# Using Solar Mini Chat on SageMaker JumpStart




**Solar Mini Chat** is an advanced English/Korean large language model developed by Upstage. Specifically fine-tuned for multi-turn chat purposes, it demonstrates enhanced performance across a wide range of natural language processing tasks. This fine-tuning equips it with the ability to handle extended conversations more effectively, making it particularly adept for interactive applications. It employs a scaling method called ‘depth up-scaling’ (DUS), which is comprised of depthwise scaling and continued pretraining. DUS allows for a much more straightforward and efficient enlargement of smaller models than other scaling methods such as mixture-of-experts. 

This sample notebook shows you how to deploy [Solar Mini Chat](https://aws.amazon.com/marketplace/...) using Amazon SageMaker. (TODO: Fix the link)

## Pre-requisites:
1. **Note**: This notebook contains elements which render correctly in Jupyter interface. Open this notebook from an Amazon SageMaker Notebook Instance or Amazon SageMaker Studio.
1. Ensure that IAM role used has **AmazonSageMakerFullAccess**
1. To deploy this ML model successfully, ensure that:
    1. Either your IAM role has these three permissions and you have authority to make AWS Marketplace subscriptions in the AWS account used: 
        1. **aws-marketplace:ViewSubscriptions**
        1. **aws-marketplace:Unsubscribe**
        1. **aws-marketplace:Subscribe**  

## Contents:
1. [Subscribe to the model package](#1.-Subscribe-to-the-model-package)
2. [Create an endpoint and perform real-time inference](#2.-Create-an-endpoint-and-perform-real-time-inference)
   1. [Create an endpoint](#A.-Create-an-endpoint)
   2. [Prepare input payload](#B.-Prepare-input-payload)
   3. [Perform real-time inference](#C.-Perform-real-time-inference)
3. [Clean-up](#4.-Clean-up)
   1. [Delete the endpoint](#A.-Delete-the-endpoint)
   2. [Delete the model](#B.-Delete-the-model)
    

## Usage instructions
You can run this notebook one cell at a time (By using Shift+Enter for running a cell).

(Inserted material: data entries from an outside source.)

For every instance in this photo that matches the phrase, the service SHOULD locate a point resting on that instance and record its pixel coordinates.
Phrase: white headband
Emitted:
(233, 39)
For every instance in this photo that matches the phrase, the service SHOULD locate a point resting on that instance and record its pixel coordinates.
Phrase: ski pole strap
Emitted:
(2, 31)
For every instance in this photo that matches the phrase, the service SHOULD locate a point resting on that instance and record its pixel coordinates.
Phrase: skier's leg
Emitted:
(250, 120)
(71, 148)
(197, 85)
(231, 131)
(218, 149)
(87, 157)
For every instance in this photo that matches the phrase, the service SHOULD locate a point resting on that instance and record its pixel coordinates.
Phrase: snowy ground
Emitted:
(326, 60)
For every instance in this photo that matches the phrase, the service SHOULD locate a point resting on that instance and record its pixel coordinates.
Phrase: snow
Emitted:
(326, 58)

## 1. Subscribe to the model package

To subscribe to the model package:
1. Open the model package [listing page](https://aws.amazon.com/marketplace/pp/...) (TODO: Update link)
2. On the AWS Marketplace listing, click on the **Continue to subscribe** button.
3. On the **Subscribe to this software** page, review and click on **"Accept Offer"** if you and your organization agrees with EULA, pricing, and support terms. 
4. Once you click on **Continue to configuration button** and then choose a **region**, you will see a **Product Arn** displayed. This is the model package ARN that you need to specify while creating a deployable model using Boto3. Copy the ARN corresponding to your region and specify the same in the following cell.

We offer two types of packages. (TODO: Update ARNs)
* Solar-1-Mini-Chat (Support `ml.g5.12xlarge`)
    * `arn:aws:sagemaker:us-west-2::model-package/Solar-1-Mini-Chat`
* 4-bit quantized version of Solar-1-Mini-Chat (Support `ml.g5.2xlarge`)
    * `arn:aws:sagemaker:us-west-2::model-package/Solar-1-Mini-Chat-4bit`

In [22]:
# Choose one of our model packages
model_package_arn = (
    # "arn:aws:sagemaker:us-west-2::model-package/Solar-1-Mini-Chat"
    "arn:aws:sagemaker:us-west-2::model-package/Solar-1-Mini-Chat-4bit"
)
print(f"Model Package: '{model_package_arn}'")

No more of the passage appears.